Una crisi alle porte

Ciò che emerge dal confronto tra madre e figlia - e, soprattutto, dall'ennesimo innesco del Radiante - è che una nuova crisi della Fondazione è dietro l'angolo. Se non si troverà il modo di fermarla, la catastrofe potrebbe non avere pressoché mai fine, in una lunga sequela di conflitti che falcidierebbero l'universo attraverso uno scontro eterno con l'Impero. Vediamo già i germi di tale crisi mentre Fratello Giorno (Lee Pace) e i suoi fratelli devono fare i conti con il sospettoso, prolungato silenzio che avvolge i margini esterni del loro dominio.

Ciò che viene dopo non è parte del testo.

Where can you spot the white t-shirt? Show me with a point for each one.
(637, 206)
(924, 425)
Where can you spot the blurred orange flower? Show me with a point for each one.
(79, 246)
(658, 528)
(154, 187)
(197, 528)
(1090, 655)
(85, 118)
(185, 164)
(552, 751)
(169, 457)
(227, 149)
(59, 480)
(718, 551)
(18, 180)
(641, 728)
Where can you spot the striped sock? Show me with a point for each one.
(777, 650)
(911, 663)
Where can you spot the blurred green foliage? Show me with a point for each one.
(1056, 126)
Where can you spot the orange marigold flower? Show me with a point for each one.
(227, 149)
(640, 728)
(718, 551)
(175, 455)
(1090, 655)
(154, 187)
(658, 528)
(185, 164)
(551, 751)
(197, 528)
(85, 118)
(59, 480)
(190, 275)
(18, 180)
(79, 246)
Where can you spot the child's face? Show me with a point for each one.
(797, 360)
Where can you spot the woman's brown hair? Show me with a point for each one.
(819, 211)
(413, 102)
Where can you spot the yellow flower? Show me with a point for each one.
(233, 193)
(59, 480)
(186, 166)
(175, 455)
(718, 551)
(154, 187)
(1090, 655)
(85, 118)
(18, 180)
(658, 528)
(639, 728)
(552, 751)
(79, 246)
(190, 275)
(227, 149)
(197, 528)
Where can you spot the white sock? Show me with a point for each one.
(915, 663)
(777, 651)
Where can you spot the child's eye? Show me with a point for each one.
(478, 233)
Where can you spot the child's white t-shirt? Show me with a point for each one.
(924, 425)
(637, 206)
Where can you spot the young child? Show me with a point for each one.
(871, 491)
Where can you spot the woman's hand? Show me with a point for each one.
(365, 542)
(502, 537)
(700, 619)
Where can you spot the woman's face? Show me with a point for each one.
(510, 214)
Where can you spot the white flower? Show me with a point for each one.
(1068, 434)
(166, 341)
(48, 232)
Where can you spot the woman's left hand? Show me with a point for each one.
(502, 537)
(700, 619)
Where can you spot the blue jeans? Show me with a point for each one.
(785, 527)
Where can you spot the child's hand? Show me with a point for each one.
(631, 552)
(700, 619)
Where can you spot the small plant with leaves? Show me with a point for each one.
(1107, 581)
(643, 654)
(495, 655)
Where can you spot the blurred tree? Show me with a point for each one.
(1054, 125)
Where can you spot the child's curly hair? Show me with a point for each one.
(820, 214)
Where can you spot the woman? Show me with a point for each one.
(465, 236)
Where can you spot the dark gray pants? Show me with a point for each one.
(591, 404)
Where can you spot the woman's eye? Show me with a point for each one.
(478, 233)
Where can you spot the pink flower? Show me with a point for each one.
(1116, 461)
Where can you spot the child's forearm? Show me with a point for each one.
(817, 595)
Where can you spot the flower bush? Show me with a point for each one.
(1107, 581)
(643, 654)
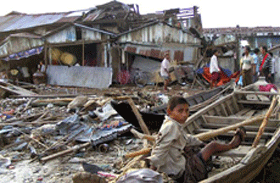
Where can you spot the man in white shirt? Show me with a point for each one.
(271, 78)
(247, 62)
(164, 70)
(214, 69)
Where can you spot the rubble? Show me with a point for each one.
(43, 140)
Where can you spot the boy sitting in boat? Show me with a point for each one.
(174, 151)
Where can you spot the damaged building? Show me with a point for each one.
(90, 48)
(229, 41)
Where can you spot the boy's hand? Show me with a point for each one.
(153, 167)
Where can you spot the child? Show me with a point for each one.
(173, 146)
(164, 70)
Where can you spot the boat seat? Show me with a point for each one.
(241, 151)
(248, 128)
(231, 133)
(254, 102)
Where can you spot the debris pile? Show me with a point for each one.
(61, 135)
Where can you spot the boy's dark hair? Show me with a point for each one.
(248, 48)
(256, 50)
(214, 51)
(176, 100)
(264, 48)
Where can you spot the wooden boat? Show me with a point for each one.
(154, 117)
(245, 105)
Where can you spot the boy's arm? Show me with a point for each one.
(163, 144)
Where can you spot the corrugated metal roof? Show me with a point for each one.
(16, 22)
(241, 30)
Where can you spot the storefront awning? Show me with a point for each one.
(24, 54)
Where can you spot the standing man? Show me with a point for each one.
(214, 69)
(256, 64)
(164, 70)
(271, 78)
(247, 62)
(266, 65)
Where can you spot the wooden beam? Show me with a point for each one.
(256, 92)
(241, 151)
(224, 109)
(243, 111)
(224, 120)
(254, 102)
(231, 133)
(248, 128)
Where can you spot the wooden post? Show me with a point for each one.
(139, 118)
(83, 54)
(264, 123)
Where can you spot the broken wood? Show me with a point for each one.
(138, 153)
(142, 136)
(35, 140)
(15, 89)
(206, 135)
(61, 153)
(264, 123)
(138, 116)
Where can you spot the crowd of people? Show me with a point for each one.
(253, 64)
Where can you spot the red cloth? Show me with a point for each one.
(223, 77)
(215, 76)
(263, 61)
(267, 88)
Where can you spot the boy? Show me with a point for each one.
(170, 155)
(164, 70)
(214, 69)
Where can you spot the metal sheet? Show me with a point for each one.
(91, 77)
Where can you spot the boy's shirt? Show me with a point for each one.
(165, 64)
(167, 154)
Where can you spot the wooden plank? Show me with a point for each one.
(233, 119)
(242, 112)
(218, 111)
(248, 128)
(224, 109)
(229, 108)
(231, 133)
(250, 113)
(263, 98)
(256, 92)
(254, 102)
(252, 97)
(15, 89)
(241, 151)
(235, 103)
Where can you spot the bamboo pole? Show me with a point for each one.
(61, 153)
(201, 136)
(264, 123)
(138, 116)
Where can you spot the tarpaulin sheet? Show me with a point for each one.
(80, 76)
(225, 75)
(84, 133)
(24, 54)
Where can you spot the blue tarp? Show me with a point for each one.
(226, 71)
(24, 54)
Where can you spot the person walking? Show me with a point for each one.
(164, 70)
(214, 69)
(265, 65)
(246, 63)
(256, 64)
(271, 78)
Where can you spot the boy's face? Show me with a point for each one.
(180, 113)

Se Tramonto (Terrence Mann) esorta Giorno a percorrere la via dello scontro diretto, quest'ultimo sembra voler optare per un approccio più morbido, in assenza di prove dirette di una congiura. Nel mentre, coltiva il proprio inedito proposito di sposarsi con la regina Sereth (Ella-Rae Smith), sebbene nell'intimità dell'alcova abbia intrapreso una relazione sessuale nientemeno che con la millenaria androide Demerzel (Laura Birn).

Un palco esaltante

Ancora una volta, la triade di Imperatori costituisce l'elemento più interessante di Fondazione; osservare come la dinastia di Cleonte sia evoluta - o involuta - nel corso degli anni è uno spunto per riflettere sul senso della tradizione e sui rischi dell'immobilismo storico. Plauso, come sempre, a un gigantesco Pace, in grado di dipingere con sensibilità e carisma le sottili differenze tra i vari cloni; il nuovo Giorno ha un'inedita spregiudicatezza, persino simpatica e sorniona, accompagnata dall'abituale pugno di ferro nel punire qualsiasi inadempienza.

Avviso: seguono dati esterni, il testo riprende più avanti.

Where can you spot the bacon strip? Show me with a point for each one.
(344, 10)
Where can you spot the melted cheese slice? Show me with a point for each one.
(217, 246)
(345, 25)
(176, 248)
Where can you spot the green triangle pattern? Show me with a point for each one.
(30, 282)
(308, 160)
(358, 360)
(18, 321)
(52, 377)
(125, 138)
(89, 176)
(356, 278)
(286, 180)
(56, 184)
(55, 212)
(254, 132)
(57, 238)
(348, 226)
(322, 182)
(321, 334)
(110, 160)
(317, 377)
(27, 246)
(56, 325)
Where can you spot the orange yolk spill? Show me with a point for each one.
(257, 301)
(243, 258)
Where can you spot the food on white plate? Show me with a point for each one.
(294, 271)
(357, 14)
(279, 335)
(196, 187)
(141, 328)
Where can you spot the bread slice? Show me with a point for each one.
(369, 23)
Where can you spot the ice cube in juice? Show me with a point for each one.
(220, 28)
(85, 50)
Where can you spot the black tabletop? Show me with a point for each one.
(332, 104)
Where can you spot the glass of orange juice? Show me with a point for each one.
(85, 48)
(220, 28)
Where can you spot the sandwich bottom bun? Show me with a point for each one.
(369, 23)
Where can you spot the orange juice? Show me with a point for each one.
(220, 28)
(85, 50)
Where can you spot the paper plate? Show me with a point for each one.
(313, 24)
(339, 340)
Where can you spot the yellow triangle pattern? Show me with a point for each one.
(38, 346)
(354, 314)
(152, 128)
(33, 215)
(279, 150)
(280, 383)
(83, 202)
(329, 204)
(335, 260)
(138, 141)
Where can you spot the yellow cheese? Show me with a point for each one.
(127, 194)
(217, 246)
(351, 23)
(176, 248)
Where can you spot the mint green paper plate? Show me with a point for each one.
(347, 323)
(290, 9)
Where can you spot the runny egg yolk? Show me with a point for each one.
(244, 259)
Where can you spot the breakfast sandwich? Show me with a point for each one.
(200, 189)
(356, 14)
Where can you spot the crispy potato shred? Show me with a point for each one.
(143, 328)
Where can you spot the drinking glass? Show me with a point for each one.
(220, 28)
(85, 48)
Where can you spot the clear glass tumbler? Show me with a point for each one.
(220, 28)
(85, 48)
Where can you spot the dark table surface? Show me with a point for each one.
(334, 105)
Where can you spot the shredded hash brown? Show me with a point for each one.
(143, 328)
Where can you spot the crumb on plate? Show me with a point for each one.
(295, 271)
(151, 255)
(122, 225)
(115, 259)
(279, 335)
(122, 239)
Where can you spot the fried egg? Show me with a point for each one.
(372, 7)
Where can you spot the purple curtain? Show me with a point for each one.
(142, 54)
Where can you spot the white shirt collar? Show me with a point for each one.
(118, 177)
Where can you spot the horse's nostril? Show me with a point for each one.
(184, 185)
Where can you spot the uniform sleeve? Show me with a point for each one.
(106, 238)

Harris, dalla sua, ha l'occasione di spadroneggiare sul palco grazie all'espediente del Radiante-prigione. L'utilità ai fini della trama è nulla, ma la vibrante drammaticità della sua performance giustifica questa parentesi molto più di altre sequenze narrativamente imprescindibili. Si pensi, ad esempio, a tutto ciò che concerne la coppia Gaal-Salvor; seppur motori attivi dell'azione, i due personaggi si confermano tra gli anelli più deboli del gioiello di Apple TV+. L'arrivo di Seldon nella loro linea narrativa, a fine episodio, getta però le basi per un'evoluzione che speriamo li faccia emergere dalla palude della banalità.

Vette e abissi

In linea con quanto visto già nella precedente stagione, Fondazione mostra al suo pubblico vizi e virtù. Il comparto visivo resta impressionante, e varrebbe la pena seguire la serie anche solo per la suggestione estetica degli ambienti in cui la vicenda si svolge. Purtroppo, la cura visuale non trova sempre eco nella scrittura, che manifesta i soliti alti e bassi di una storia corale tanto discontinua da sembrare, spesso, opera di diversi team.

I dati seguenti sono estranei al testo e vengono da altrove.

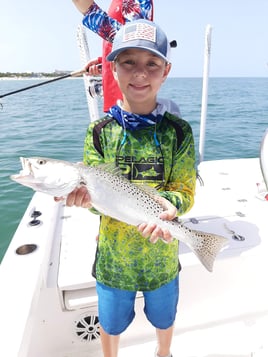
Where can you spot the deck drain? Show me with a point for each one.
(88, 328)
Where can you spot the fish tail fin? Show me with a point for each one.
(206, 247)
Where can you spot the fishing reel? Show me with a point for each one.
(95, 87)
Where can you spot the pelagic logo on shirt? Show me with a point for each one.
(143, 169)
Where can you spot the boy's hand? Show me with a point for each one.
(155, 232)
(78, 197)
(83, 5)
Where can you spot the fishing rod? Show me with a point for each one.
(72, 74)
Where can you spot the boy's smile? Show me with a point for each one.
(139, 74)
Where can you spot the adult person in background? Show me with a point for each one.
(106, 25)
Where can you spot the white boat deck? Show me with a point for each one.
(221, 314)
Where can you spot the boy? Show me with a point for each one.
(150, 146)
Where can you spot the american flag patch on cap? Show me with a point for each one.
(140, 31)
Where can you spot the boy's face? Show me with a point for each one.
(139, 74)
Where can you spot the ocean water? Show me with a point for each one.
(52, 120)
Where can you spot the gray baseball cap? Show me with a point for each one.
(141, 34)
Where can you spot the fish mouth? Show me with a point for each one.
(26, 173)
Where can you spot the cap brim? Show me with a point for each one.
(112, 56)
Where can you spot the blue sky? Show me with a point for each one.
(41, 36)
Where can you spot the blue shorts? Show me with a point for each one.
(116, 306)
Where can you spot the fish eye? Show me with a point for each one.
(41, 161)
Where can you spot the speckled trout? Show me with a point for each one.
(114, 196)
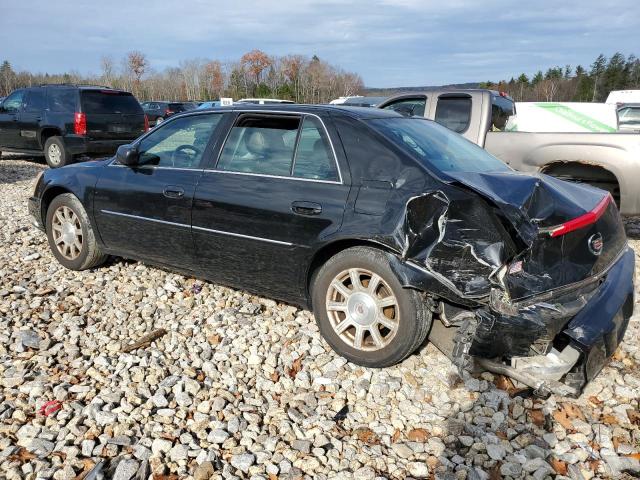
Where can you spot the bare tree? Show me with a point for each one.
(108, 70)
(256, 61)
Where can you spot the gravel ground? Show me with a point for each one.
(244, 387)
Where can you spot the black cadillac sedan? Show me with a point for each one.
(390, 229)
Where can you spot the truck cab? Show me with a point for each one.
(610, 161)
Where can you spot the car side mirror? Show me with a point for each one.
(127, 155)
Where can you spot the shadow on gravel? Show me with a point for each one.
(13, 172)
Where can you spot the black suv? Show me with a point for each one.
(64, 121)
(157, 112)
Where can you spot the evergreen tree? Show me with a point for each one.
(597, 69)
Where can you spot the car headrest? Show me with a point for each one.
(257, 142)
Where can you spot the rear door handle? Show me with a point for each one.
(306, 208)
(171, 191)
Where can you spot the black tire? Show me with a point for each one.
(414, 316)
(56, 153)
(90, 254)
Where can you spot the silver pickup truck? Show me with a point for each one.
(610, 161)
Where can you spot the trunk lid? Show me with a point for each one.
(567, 232)
(112, 115)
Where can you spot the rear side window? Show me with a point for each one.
(13, 103)
(454, 113)
(104, 101)
(35, 101)
(62, 100)
(314, 157)
(501, 109)
(409, 107)
(261, 144)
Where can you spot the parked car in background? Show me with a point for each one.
(158, 112)
(610, 161)
(623, 96)
(341, 100)
(212, 104)
(263, 101)
(389, 228)
(65, 121)
(629, 117)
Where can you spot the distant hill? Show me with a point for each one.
(386, 92)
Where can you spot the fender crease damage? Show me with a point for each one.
(507, 297)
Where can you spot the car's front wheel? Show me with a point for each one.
(363, 311)
(70, 234)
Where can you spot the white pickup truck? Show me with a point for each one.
(610, 161)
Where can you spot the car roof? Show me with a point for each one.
(79, 87)
(354, 112)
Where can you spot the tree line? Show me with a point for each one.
(256, 74)
(565, 84)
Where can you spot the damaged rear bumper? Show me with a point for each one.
(556, 343)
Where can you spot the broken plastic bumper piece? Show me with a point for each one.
(558, 345)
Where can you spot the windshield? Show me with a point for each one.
(436, 146)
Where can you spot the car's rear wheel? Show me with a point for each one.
(70, 234)
(363, 311)
(55, 153)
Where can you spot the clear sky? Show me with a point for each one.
(388, 42)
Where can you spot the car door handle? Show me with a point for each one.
(171, 191)
(306, 208)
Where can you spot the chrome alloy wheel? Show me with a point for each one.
(362, 309)
(55, 154)
(67, 232)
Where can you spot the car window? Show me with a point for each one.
(437, 147)
(13, 103)
(409, 107)
(260, 144)
(35, 101)
(107, 101)
(454, 113)
(62, 100)
(178, 144)
(314, 157)
(501, 109)
(629, 115)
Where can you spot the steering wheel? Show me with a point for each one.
(182, 154)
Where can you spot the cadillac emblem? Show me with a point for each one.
(595, 243)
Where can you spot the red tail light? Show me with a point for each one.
(80, 124)
(581, 221)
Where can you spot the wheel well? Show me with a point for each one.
(592, 174)
(328, 251)
(47, 198)
(46, 134)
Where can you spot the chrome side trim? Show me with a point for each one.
(155, 167)
(202, 229)
(285, 112)
(137, 217)
(239, 235)
(281, 177)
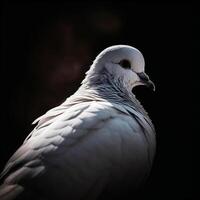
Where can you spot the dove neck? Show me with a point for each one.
(105, 85)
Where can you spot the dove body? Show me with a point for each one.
(100, 139)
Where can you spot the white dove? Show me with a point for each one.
(99, 139)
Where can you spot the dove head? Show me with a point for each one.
(123, 65)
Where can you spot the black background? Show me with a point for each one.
(38, 39)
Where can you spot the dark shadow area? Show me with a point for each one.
(47, 48)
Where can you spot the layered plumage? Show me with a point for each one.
(101, 137)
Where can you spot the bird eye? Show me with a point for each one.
(125, 64)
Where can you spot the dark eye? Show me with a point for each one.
(125, 64)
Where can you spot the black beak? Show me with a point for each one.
(146, 81)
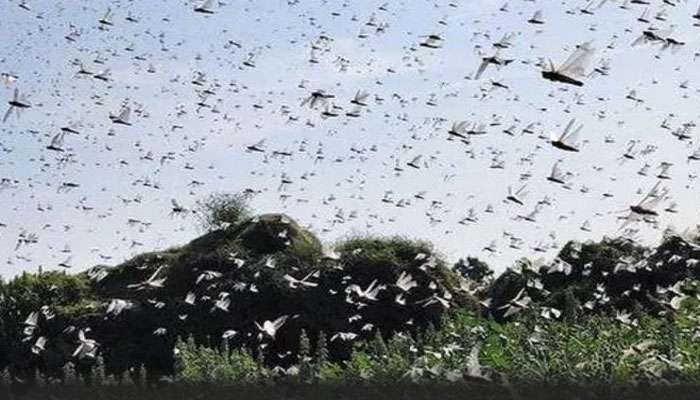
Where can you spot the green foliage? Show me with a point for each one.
(223, 210)
(199, 364)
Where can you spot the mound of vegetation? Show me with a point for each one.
(256, 299)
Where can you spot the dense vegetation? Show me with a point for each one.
(606, 313)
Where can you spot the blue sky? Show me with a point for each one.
(110, 162)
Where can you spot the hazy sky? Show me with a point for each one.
(153, 61)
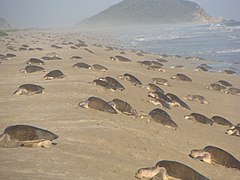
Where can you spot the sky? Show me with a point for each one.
(67, 13)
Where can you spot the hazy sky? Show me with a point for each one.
(63, 13)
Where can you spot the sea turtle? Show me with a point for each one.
(156, 68)
(99, 67)
(120, 58)
(159, 95)
(29, 89)
(55, 74)
(156, 63)
(181, 77)
(196, 98)
(162, 103)
(113, 82)
(35, 61)
(216, 87)
(82, 65)
(162, 117)
(234, 131)
(223, 83)
(97, 104)
(199, 118)
(160, 81)
(32, 69)
(25, 135)
(88, 50)
(233, 91)
(103, 84)
(161, 60)
(166, 170)
(222, 121)
(176, 101)
(145, 62)
(123, 107)
(132, 79)
(215, 155)
(153, 88)
(227, 71)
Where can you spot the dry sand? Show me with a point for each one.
(98, 145)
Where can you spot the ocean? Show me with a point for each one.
(215, 42)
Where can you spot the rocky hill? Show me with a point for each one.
(4, 24)
(139, 12)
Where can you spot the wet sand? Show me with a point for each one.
(98, 145)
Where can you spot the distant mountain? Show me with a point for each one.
(139, 12)
(4, 24)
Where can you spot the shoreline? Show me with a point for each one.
(98, 145)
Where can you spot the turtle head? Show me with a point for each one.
(147, 173)
(196, 153)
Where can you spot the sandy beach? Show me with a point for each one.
(98, 145)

Come accennato, l'ingresso di Hari Seldon in quella che è stata, finora, la storyline più debole potrebbe garantire a Fondazione un'omogeneità di ritmo, coinvolgimento e interesse finora mai raggiunta. Con gli occhi gonfi di meraviglia e il cuore gonfio di speranza, salutiamo il ritorno di un progetto tanto ambizioso quanto imperfetto, confidando nella capacità degli autori di fargli spiccare un salto definitivo verso le stelle a cui punta sin dal suo esordio.